Goldberg pointed out that early studies like this one are set up primarily to see if a therapy is safe, and to figure out what drug dose to use in larger trials -- not to test effectiveness.

"A major limitation of the study is that there was no placebo group," said Goldberg, who also chairs the American College of Cardiology's Heart Failure and Transplant Council. That means there's no way of knowing whether some study patients were showing a "placebo effect" -- the phenomenon where people feel or even function better simply because they believe they received an effective treatment.

Penn said his team is working on a next-stage trial of 90 patients, which will include a group that receives a placebo.

Another cardiologist agreed that the findings on the therapy's benefits have to be "taken with a grain of salt."

"But I do think this seems feasible, and worth studying further," said Dr. David Friedman, chief of heart failure services at North Shore-LIJ's Plainview Hospital, in Plainview, N.Y.

Researchers have long sought to use stem cells to repair diseased hearts, which has included taking stem cells from heart failure patients' bone marrow and infusing them into the heart.
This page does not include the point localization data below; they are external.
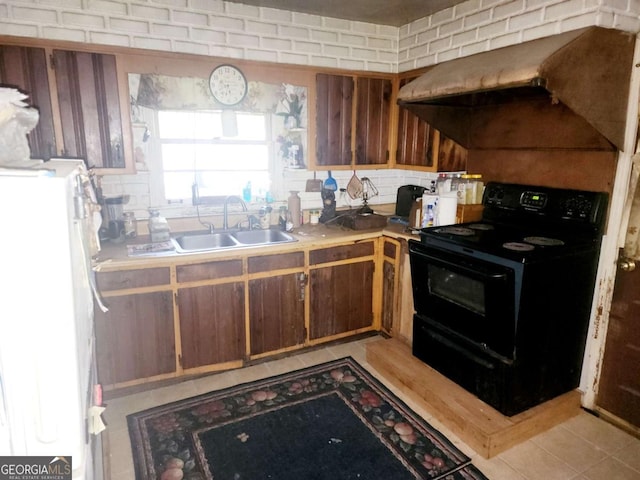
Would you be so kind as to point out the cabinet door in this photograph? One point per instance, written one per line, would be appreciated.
(372, 121)
(25, 68)
(341, 298)
(87, 86)
(211, 324)
(276, 312)
(415, 139)
(135, 338)
(334, 109)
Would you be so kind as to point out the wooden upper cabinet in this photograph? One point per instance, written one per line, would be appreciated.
(334, 107)
(87, 86)
(25, 68)
(415, 140)
(372, 121)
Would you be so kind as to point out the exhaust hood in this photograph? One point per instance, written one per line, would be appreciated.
(564, 91)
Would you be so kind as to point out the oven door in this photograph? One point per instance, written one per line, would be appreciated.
(472, 298)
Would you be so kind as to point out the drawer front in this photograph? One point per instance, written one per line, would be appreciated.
(280, 261)
(342, 252)
(125, 279)
(209, 270)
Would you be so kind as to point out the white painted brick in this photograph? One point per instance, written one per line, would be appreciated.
(277, 44)
(443, 16)
(464, 38)
(293, 32)
(450, 27)
(337, 23)
(207, 35)
(242, 10)
(544, 30)
(81, 20)
(131, 26)
(150, 13)
(190, 47)
(382, 43)
(152, 43)
(243, 40)
(306, 19)
(68, 34)
(104, 6)
(336, 50)
(190, 18)
(169, 31)
(466, 8)
(324, 36)
(388, 30)
(328, 62)
(364, 54)
(226, 23)
(18, 29)
(477, 19)
(261, 28)
(494, 29)
(308, 47)
(508, 9)
(353, 40)
(70, 4)
(226, 51)
(274, 15)
(627, 22)
(564, 9)
(365, 28)
(171, 3)
(349, 64)
(293, 58)
(440, 45)
(109, 39)
(39, 15)
(474, 48)
(519, 22)
(505, 40)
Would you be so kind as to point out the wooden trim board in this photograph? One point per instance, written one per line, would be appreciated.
(479, 425)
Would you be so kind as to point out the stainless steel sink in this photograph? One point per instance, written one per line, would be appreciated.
(203, 242)
(259, 237)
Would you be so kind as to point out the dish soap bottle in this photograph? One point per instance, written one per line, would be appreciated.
(158, 227)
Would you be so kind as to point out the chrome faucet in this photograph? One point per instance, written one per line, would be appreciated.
(225, 218)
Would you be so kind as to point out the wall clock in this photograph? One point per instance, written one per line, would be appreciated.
(228, 85)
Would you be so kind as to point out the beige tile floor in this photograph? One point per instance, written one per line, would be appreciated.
(582, 448)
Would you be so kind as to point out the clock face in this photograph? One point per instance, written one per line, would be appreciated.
(228, 85)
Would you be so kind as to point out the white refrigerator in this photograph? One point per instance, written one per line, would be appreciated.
(47, 368)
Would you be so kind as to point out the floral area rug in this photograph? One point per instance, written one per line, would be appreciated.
(332, 421)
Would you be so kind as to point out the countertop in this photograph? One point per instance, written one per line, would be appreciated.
(114, 256)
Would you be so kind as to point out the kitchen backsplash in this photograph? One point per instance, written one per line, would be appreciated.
(386, 182)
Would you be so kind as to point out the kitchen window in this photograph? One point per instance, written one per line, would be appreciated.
(195, 150)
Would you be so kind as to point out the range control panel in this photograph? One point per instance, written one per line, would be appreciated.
(550, 204)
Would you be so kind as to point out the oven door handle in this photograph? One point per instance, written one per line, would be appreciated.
(459, 349)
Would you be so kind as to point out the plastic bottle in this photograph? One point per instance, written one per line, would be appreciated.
(293, 204)
(246, 192)
(158, 227)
But this new approach, Friedman said, would avoid the steps of harvesting, culturing and reintroducing stem cells into patients. And, according to Penn, it should also be less costly.
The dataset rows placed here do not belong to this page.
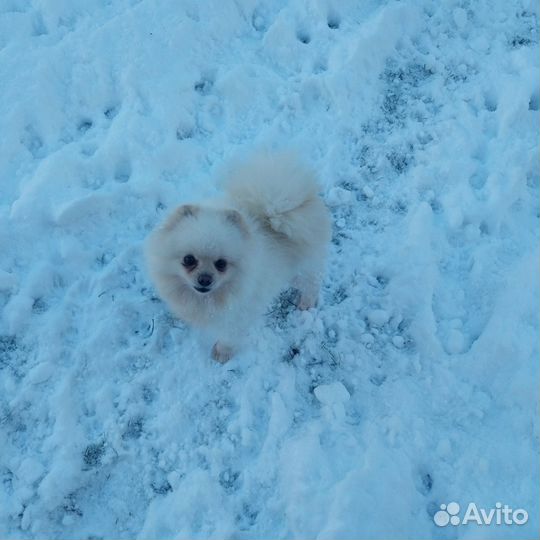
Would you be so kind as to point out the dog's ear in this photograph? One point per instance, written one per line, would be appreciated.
(180, 213)
(234, 217)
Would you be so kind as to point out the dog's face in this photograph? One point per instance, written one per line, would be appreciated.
(206, 247)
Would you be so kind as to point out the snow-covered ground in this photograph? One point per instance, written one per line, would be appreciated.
(415, 383)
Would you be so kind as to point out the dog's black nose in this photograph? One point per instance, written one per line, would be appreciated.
(205, 280)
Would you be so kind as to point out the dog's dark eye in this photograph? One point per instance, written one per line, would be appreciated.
(221, 265)
(189, 261)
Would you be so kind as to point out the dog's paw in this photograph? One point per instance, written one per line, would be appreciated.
(222, 353)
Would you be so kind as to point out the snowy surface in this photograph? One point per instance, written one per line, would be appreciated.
(415, 382)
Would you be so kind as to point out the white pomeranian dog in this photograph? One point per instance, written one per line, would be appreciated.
(219, 264)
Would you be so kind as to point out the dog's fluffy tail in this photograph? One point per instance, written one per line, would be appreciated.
(280, 192)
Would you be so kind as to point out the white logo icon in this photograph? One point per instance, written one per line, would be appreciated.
(500, 515)
(447, 514)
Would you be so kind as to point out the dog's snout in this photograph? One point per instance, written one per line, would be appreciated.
(205, 280)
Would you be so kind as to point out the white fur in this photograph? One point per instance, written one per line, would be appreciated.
(272, 229)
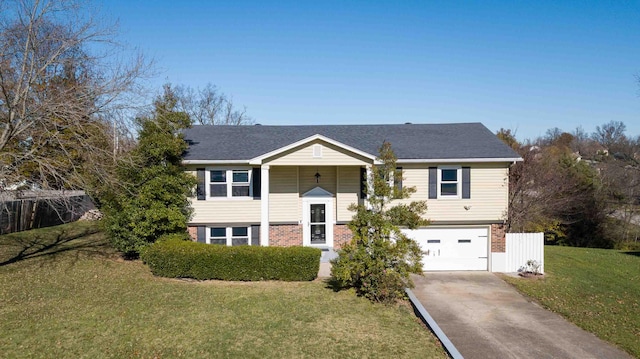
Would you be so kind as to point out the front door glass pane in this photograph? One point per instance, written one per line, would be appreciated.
(318, 224)
(317, 213)
(318, 234)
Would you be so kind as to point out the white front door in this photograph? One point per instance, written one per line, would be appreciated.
(318, 222)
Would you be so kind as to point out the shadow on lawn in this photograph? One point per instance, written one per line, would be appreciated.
(17, 248)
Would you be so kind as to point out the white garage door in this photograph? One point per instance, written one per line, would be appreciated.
(452, 248)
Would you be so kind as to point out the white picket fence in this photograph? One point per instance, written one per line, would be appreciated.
(522, 247)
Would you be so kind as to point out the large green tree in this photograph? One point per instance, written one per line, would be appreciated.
(154, 200)
(378, 260)
(62, 81)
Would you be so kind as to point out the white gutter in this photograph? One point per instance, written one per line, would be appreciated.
(213, 162)
(458, 160)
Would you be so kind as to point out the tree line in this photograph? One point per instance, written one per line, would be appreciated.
(579, 189)
(75, 114)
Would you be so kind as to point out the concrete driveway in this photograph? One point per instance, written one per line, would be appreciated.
(484, 317)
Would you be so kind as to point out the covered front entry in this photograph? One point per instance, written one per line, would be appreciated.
(452, 248)
(317, 212)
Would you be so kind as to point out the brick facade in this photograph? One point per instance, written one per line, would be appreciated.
(284, 235)
(498, 239)
(341, 235)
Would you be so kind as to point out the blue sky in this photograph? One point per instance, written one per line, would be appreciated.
(526, 66)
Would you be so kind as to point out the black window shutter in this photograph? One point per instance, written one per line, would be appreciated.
(200, 189)
(363, 183)
(398, 178)
(257, 182)
(255, 235)
(466, 182)
(202, 234)
(433, 182)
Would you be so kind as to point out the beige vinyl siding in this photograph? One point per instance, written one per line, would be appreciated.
(489, 194)
(348, 192)
(284, 203)
(327, 178)
(236, 210)
(226, 210)
(303, 156)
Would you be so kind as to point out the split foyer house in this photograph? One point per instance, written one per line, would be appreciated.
(292, 185)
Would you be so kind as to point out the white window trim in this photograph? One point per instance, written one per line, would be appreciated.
(228, 234)
(229, 183)
(458, 182)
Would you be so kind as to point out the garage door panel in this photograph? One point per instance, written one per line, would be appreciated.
(452, 248)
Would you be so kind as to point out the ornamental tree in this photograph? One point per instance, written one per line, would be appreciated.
(379, 259)
(154, 200)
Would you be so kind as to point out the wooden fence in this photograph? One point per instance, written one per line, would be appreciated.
(30, 213)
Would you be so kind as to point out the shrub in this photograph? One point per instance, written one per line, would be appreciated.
(182, 236)
(176, 258)
(379, 259)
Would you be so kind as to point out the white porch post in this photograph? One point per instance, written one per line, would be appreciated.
(369, 187)
(264, 205)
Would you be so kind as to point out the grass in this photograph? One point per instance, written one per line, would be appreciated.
(65, 293)
(597, 289)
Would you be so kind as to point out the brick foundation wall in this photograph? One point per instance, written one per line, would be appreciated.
(284, 235)
(341, 235)
(193, 233)
(498, 238)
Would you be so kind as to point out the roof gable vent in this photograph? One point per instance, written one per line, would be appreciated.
(317, 151)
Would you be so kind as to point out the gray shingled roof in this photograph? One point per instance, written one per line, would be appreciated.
(409, 141)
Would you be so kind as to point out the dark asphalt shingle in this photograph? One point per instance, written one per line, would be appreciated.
(409, 141)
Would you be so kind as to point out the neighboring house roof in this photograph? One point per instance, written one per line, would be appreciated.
(409, 141)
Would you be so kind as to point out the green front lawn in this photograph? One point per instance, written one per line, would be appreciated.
(597, 289)
(65, 293)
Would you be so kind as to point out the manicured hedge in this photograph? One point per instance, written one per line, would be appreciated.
(185, 259)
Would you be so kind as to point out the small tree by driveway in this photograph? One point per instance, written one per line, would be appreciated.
(378, 260)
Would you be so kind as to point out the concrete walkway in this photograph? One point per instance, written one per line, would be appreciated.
(484, 317)
(325, 267)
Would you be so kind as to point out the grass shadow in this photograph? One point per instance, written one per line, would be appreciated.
(27, 245)
(333, 284)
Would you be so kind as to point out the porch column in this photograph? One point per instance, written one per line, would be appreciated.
(369, 187)
(264, 205)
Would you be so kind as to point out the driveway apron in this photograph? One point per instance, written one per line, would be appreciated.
(484, 317)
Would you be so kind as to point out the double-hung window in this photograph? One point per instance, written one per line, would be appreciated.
(449, 182)
(229, 236)
(227, 183)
For now, though, Goldberg said, "there are many, many unanswered questions. How durable will these effects be? Are there any unintended side effects in the long term?"

It's also not certain that the gene therapy did, in fact, recruit patients' stem cells to their damaged hearts. The researchers could not measure that directly.

Even with all the uncertainties, Goldberg said it's exciting to see that this approach could be feasible. "I am cautiously optimistic," he said.

One thing everyone agreed on was that the ultimate hope is to develop heart failure therapies that somehow rehabilitate damaged heart muscle. Right now, heart failure treatment involves drugs and lifestyle changes that relieve symptoms and ease the workload on the heart. But the disease does ultimately progress, until patients eventually need implanted devices or, as a last resort, a heart transplant.

Penn is the founder of Juventas Therapeutics Inc., which is developing SDF-1-based therapies for heart failure and other diseases.